The Duluth City Council recently passed a “climate emergency” declaration. As much as any city, Duluth has seen the damage brought on by climate change and knows worse is to come. The city’s famed waterfront boardwalk has been repeatedly destroyed by rising lake levels and more violent storms, and rising temperatures are disrupting the ecosystem.
The declaration doesn’t bring any immediate regulations or new funding sources but starts a process of identifying concrete steps the city can take to make a practical difference. Last year the city hired its first sustainability officer, who will lead the creation of a climate change plan.
Increasingly cities are adopting specific goals, programs and funding streams to address climate change.
Denver, Cincinnati, Portland, Oregon, and other cities have ensured steady revenue sources to help fund projects aimed at reducing greenhouse gas emissions. Their approaches differ — a local sales tax, a corporate tax, a tax on electrical consumption — but all provide the ongoing funds needed to make sure spending on climate change projects aren’t sidelined by the other demands on municipal budgets.
When it comes to funding large-scale, capital-intensive projects, many cities have adopted the use of climate bonds.
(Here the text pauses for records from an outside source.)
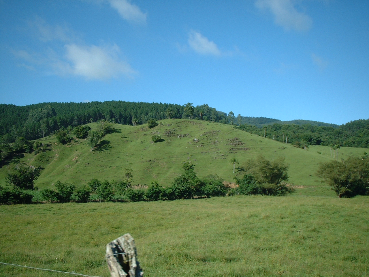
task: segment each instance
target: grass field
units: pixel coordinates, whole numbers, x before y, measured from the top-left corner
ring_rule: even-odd
[[[282,197],[1,206],[0,261],[108,277],[105,245],[129,232],[148,277],[369,275],[369,198],[297,190]],[[0,265],[1,276],[64,276]]]
[[[242,165],[261,154],[285,158],[295,192],[0,206],[0,262],[108,277],[105,245],[129,232],[148,277],[369,276],[369,198],[338,198],[316,176],[320,163],[332,158],[329,147],[304,150],[214,123],[160,123],[151,129],[114,125],[116,131],[92,151],[85,140],[63,145],[45,138],[49,150],[21,160],[44,168],[35,183],[40,188],[58,180],[78,185],[93,178],[119,180],[126,168],[133,170],[133,185],[155,180],[166,186],[182,172],[182,161],[193,163],[200,177],[216,173],[231,182],[231,158]],[[153,143],[154,134],[164,141]],[[342,147],[339,158],[365,151]],[[0,185],[13,166],[0,169]],[[64,276],[0,264],[0,276]]]
[[[235,129],[229,125],[182,119],[158,122],[159,126],[152,129],[146,125],[114,124],[116,132],[107,135],[99,149],[92,151],[85,140],[63,145],[57,143],[55,138],[48,137],[42,141],[51,144],[49,150],[35,155],[26,154],[21,160],[44,168],[35,182],[35,185],[43,188],[52,187],[52,184],[57,181],[78,185],[93,178],[119,180],[123,178],[126,168],[133,170],[134,185],[156,181],[167,186],[182,173],[183,161],[195,164],[195,171],[200,177],[216,173],[231,182],[235,176],[230,162],[231,158],[235,158],[242,165],[261,154],[270,160],[284,157],[289,165],[289,182],[315,186],[321,185],[321,179],[315,175],[319,163],[332,159],[327,146],[311,146],[304,150]],[[93,129],[98,124],[90,125]],[[151,137],[155,134],[161,136],[164,141],[153,143]],[[178,138],[178,135],[183,137]],[[198,142],[194,141],[195,138]],[[369,152],[368,149],[342,147],[338,157],[361,156],[365,151]],[[6,185],[6,173],[13,166],[11,163],[0,168],[0,185]]]

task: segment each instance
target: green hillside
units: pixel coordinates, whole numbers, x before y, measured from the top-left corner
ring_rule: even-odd
[[[21,160],[44,168],[35,182],[40,188],[50,187],[57,181],[78,185],[93,178],[119,180],[127,168],[133,170],[134,185],[155,180],[167,186],[182,172],[184,161],[195,165],[200,177],[216,174],[231,182],[236,174],[232,172],[231,158],[235,157],[242,165],[261,154],[270,160],[285,158],[289,166],[289,182],[326,187],[315,173],[320,162],[332,158],[328,147],[311,146],[304,150],[214,122],[184,119],[158,122],[159,125],[152,129],[146,124],[114,124],[115,132],[107,135],[93,151],[86,140],[64,145],[54,137],[46,137],[41,141],[49,144],[48,150],[37,155],[25,154]],[[89,125],[93,130],[99,124]],[[154,135],[161,136],[164,141],[153,143]],[[194,141],[195,138],[198,142]],[[339,158],[360,156],[365,150],[342,147]],[[6,173],[13,165],[10,163],[0,169],[0,185],[6,185]]]

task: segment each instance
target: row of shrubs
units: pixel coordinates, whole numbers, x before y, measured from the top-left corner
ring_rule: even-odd
[[[123,181],[101,182],[94,179],[87,185],[77,188],[74,185],[58,181],[54,185],[55,189],[21,191],[17,188],[11,191],[3,189],[0,191],[0,203],[25,204],[32,201],[50,203],[157,201],[239,195],[279,195],[292,191],[281,182],[288,178],[287,167],[283,164],[271,162],[262,157],[252,162],[253,165],[250,166],[243,178],[235,178],[238,185],[234,188],[224,184],[223,179],[216,174],[199,178],[194,170],[194,165],[187,162],[183,164],[183,173],[175,178],[171,185],[167,187],[152,182],[147,189],[134,189],[130,182],[132,177],[132,170],[126,169],[126,179]],[[262,171],[265,167],[269,168],[269,174]]]

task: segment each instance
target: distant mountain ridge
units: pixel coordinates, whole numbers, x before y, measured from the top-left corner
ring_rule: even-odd
[[[267,137],[272,136],[269,138],[272,139],[279,140],[279,136],[283,138],[286,136],[288,141],[298,144],[365,148],[369,146],[369,120],[355,120],[338,126],[301,119],[282,121],[239,114],[236,116],[232,112],[227,114],[207,104],[194,107],[190,103],[181,105],[123,101],[55,102],[24,106],[0,104],[0,145],[14,143],[17,138],[33,140],[61,130],[70,133],[77,126],[101,120],[135,126],[151,119],[192,119],[237,126],[252,133]],[[266,131],[264,126],[268,130]]]
[[[331,123],[303,119],[295,119],[293,120],[283,121],[275,118],[269,118],[262,116],[257,117],[253,116],[241,116],[241,117],[242,119],[241,123],[237,122],[239,125],[247,124],[256,126],[259,128],[261,128],[264,125],[272,125],[275,123],[279,124],[295,124],[300,126],[304,124],[310,124],[312,126],[326,126],[334,128],[338,128],[339,126]]]

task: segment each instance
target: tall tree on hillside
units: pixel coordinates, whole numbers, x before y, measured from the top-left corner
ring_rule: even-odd
[[[184,112],[183,113],[183,117],[188,117],[189,119],[191,119],[193,116],[193,112],[194,109],[193,106],[192,106],[193,103],[190,103],[189,102],[187,104],[184,104]]]
[[[132,118],[132,125],[136,126],[138,123],[138,120],[137,118]]]
[[[203,120],[203,116],[204,115],[204,112],[202,110],[200,110],[199,112],[199,114],[200,116],[200,120]]]
[[[127,179],[127,184],[130,185],[131,185],[131,182],[130,182],[130,178],[132,178],[133,177],[133,175],[132,175],[132,168],[125,168],[124,170],[124,175]]]
[[[242,124],[242,116],[240,113],[237,116],[237,124],[239,126]]]
[[[231,162],[233,164],[233,173],[234,173],[235,169],[236,164],[238,164],[238,161],[237,161],[235,158],[233,158],[231,160]]]
[[[173,117],[173,109],[170,107],[168,107],[165,111],[165,114],[169,119]]]
[[[234,114],[232,111],[230,112],[228,114],[228,120],[229,120],[230,123],[231,123],[231,125],[233,125],[233,122],[234,121],[234,119],[235,118],[234,117]]]

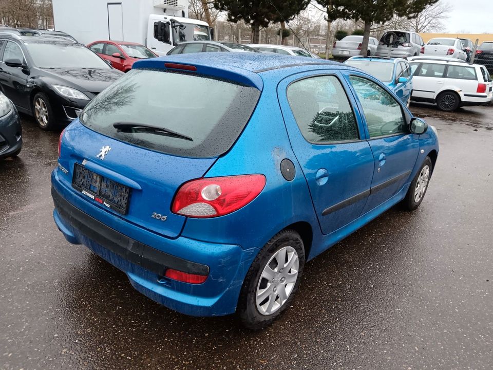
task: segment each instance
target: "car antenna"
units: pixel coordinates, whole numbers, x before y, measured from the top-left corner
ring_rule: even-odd
[[[294,34],[295,36],[296,36],[296,39],[298,39],[298,42],[299,42],[299,43],[301,44],[301,45],[303,46],[303,48],[305,49],[307,51],[308,51],[309,54],[310,54],[310,50],[308,50],[308,49],[307,49],[307,47],[305,46],[305,44],[304,44],[302,42],[301,42],[301,41],[299,39],[299,38],[298,37],[298,35],[297,35],[297,34],[296,34],[296,33],[293,30],[293,29],[292,29],[292,28],[291,28],[291,26],[289,25],[289,23],[288,23],[287,22],[286,22],[286,19],[285,19],[284,17],[282,16],[282,14],[281,14],[281,12],[280,12],[279,10],[277,10],[277,8],[276,8],[276,6],[274,5],[274,3],[272,2],[272,0],[269,0],[269,2],[271,3],[271,5],[272,5],[273,7],[274,7],[274,8],[276,10],[276,11],[278,13],[279,13],[279,15],[281,16],[281,18],[282,18],[282,21],[284,22],[286,24],[286,25],[287,25],[287,26],[288,26],[288,27],[289,28],[289,30],[291,31],[292,32],[293,32],[293,34]],[[282,35],[281,35],[281,40],[282,40]],[[294,45],[293,45],[293,46],[294,46]]]

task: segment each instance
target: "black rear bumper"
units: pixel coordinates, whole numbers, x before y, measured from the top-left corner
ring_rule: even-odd
[[[189,274],[207,275],[209,267],[164,253],[107,226],[66,200],[51,187],[51,196],[60,217],[82,234],[116,254],[158,275],[173,269]]]

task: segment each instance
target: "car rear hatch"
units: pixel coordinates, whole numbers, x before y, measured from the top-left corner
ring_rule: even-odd
[[[259,95],[192,73],[131,71],[63,134],[61,177],[94,207],[176,237],[185,219],[170,211],[177,190],[230,149]]]

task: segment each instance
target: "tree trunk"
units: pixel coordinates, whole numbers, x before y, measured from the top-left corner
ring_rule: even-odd
[[[328,59],[329,55],[330,55],[331,51],[332,50],[332,44],[331,42],[332,40],[332,35],[330,32],[330,27],[332,25],[332,21],[331,20],[329,19],[327,20],[327,36],[325,41],[325,59]]]
[[[260,42],[260,25],[256,23],[252,25],[252,43],[259,44]],[[241,42],[240,43],[241,44]]]
[[[212,20],[211,18],[211,12],[209,11],[209,5],[207,4],[207,0],[201,0],[202,2],[202,7],[204,9],[204,15],[205,16],[205,22],[207,24],[212,26]]]
[[[284,22],[281,22],[281,45],[286,45],[286,38],[284,36],[284,33],[286,30],[286,24]]]
[[[363,33],[363,42],[361,43],[361,51],[359,55],[366,57],[368,53],[368,42],[370,41],[370,28],[371,27],[371,22],[369,21],[365,21],[365,32]]]

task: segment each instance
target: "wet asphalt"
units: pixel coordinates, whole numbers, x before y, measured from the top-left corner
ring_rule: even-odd
[[[308,263],[260,332],[134,290],[52,218],[58,133],[23,120],[0,160],[0,369],[493,368],[493,106],[443,114],[421,207],[391,209]]]

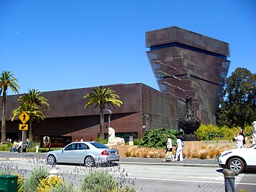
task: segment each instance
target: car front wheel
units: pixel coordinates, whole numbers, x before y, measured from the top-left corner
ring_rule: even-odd
[[[53,155],[49,155],[47,157],[47,163],[50,165],[56,164],[56,158]]]
[[[85,166],[93,167],[95,165],[94,158],[92,156],[87,156],[85,159]]]
[[[241,173],[245,170],[245,163],[241,159],[234,158],[229,160],[227,168],[237,171],[239,173]]]

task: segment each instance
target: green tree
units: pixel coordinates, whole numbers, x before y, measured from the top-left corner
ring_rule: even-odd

Cities have been installing renewable energy systems on their buildings, implementing strategic energy efficiency initiatives for all municipal property, improving public transportation and taking other steps to reduce greenhouse gas emissions.
Some cities are requiring that new commercial buildings will need to include either a green roof or solar panels and are required to meet specific energy efficiency standards.
With a president who has returned a sense of urgency to the issue of climate change, big, nationally led initiatives can happen. As important as that is, making climate change a central issue on the state and local levels is just as important.
City officials and residents are in the best position to know what specific actions they can take to lower their carbon footprint, without having to harm economic development.